Testing (continued):

Power Consumption:

For this test, a Seasonic Power Angel power monitoring device was used to monitor the AC wattage drawn by the test system with the five different cards installed. Since all other hardware remained the same, any change in the Wattage would be the result of the graphics card's demands. Idle conditions were established by letting the system sit at the Windows desktop until a stable reading was achieved, and for load testing the Devil May Cry benchmark was executed in DirectX 9 mode. Peak values were recorded from the Power Angel's display and recorded in the chart below. What we see is that the Sparkle 9800 GTX+ is not a very energy efficient card. It idles higher than most, and then surges 120W higher under load. If the gaming performance had been incredible this may have been acceptable, but the results were as good or better on cards drawing less power.

chart

Thermal Testing:

The final test was to monitor the GPU temperature by running CPUID's HWMonitor.
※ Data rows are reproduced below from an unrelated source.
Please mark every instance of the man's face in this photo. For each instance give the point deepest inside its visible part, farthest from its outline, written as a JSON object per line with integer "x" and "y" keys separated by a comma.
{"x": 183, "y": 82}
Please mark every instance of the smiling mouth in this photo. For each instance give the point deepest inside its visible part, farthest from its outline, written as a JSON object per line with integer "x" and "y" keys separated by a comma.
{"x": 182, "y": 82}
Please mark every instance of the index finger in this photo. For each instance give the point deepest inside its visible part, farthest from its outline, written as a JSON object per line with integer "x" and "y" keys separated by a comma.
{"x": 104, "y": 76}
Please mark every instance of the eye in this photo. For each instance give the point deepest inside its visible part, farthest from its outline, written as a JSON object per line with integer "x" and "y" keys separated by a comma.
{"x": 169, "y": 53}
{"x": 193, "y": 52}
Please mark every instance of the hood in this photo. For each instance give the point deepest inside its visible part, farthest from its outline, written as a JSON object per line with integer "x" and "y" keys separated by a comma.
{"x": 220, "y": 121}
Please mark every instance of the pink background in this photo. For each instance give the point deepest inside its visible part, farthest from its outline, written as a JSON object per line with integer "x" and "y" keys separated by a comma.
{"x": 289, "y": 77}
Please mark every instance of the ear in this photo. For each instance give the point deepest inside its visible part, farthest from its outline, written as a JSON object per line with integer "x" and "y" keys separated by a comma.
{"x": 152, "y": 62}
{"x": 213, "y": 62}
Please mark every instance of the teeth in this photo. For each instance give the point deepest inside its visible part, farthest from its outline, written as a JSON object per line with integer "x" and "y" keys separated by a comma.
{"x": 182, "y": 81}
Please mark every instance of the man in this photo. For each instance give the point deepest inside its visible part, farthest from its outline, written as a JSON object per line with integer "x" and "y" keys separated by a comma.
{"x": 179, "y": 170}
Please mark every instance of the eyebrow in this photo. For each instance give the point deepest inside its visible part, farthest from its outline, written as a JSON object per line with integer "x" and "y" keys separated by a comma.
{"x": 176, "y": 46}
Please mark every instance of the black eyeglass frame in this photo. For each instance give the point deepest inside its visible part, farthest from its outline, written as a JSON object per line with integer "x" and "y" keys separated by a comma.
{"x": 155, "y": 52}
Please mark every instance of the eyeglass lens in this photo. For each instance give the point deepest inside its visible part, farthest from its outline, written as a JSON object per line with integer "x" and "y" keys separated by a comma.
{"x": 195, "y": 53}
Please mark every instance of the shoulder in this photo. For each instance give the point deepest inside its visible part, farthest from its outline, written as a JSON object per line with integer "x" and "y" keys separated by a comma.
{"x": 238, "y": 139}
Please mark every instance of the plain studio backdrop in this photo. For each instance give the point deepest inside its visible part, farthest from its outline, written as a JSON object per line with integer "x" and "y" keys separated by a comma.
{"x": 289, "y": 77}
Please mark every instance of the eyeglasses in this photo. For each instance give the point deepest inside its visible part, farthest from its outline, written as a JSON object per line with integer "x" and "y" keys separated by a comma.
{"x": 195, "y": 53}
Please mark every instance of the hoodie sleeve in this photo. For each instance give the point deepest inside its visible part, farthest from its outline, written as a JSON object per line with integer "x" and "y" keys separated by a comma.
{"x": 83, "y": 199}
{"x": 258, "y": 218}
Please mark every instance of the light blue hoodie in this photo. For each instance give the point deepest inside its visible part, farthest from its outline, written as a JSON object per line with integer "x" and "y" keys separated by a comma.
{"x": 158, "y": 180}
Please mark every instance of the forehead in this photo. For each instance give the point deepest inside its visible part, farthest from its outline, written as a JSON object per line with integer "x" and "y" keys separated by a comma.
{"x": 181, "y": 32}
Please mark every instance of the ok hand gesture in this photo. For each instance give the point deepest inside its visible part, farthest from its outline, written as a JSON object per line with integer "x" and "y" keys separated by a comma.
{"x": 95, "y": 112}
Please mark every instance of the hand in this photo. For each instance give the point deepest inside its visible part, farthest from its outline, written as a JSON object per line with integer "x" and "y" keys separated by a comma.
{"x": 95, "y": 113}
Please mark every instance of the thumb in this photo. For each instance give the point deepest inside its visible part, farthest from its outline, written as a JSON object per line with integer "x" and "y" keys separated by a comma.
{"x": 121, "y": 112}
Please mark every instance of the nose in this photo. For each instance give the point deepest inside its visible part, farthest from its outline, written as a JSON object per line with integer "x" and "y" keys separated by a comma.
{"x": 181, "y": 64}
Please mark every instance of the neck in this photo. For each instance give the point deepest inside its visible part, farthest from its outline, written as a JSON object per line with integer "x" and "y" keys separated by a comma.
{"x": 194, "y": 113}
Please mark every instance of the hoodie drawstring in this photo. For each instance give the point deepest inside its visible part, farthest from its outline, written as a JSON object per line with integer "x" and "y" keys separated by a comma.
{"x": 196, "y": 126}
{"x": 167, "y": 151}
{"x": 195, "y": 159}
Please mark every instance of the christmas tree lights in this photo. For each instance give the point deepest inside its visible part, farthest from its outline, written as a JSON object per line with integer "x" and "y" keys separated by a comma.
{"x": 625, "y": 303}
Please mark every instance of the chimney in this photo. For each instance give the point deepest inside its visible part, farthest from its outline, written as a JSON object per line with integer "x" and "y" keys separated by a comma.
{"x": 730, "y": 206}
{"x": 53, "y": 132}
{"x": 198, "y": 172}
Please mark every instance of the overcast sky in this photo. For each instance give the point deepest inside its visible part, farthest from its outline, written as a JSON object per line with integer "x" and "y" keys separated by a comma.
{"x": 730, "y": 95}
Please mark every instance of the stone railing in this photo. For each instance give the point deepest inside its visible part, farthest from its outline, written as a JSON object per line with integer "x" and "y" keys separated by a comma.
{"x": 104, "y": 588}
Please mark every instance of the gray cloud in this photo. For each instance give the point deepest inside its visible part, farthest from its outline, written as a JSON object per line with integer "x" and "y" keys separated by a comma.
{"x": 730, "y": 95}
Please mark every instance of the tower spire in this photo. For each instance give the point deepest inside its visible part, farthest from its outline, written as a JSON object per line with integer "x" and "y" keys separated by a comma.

The idle condition was established by recording the temperature after letting the system sit at the Windows desktop for at least 30 minutes with only HWMonitor running. The load condition was established by running 3DMark Vantage two times back-to-back, followed by two back-to-back sessions of the DirectX 9 version of the Devil May Cry benchmark. HWMonitor logs current, minimum, and maximum temperature, so once all testing was completed, the maximum temperature was recorded. All testing was completed on an open testbed with relatively still air in a room with an ambient temperature of 20C.
chart

The cooling is definitely a strong selling point for the 512MB Sparkle GeForce 9800 GTX+. Not only did the temperatures stay relatively low, the noise produced by the fan while doing so was very low. The fan looks to be wired for PWM speed control, but at no point did I notice it ramping up. It apparently didn't need any extra speed (or noise) to keep the GPU cool.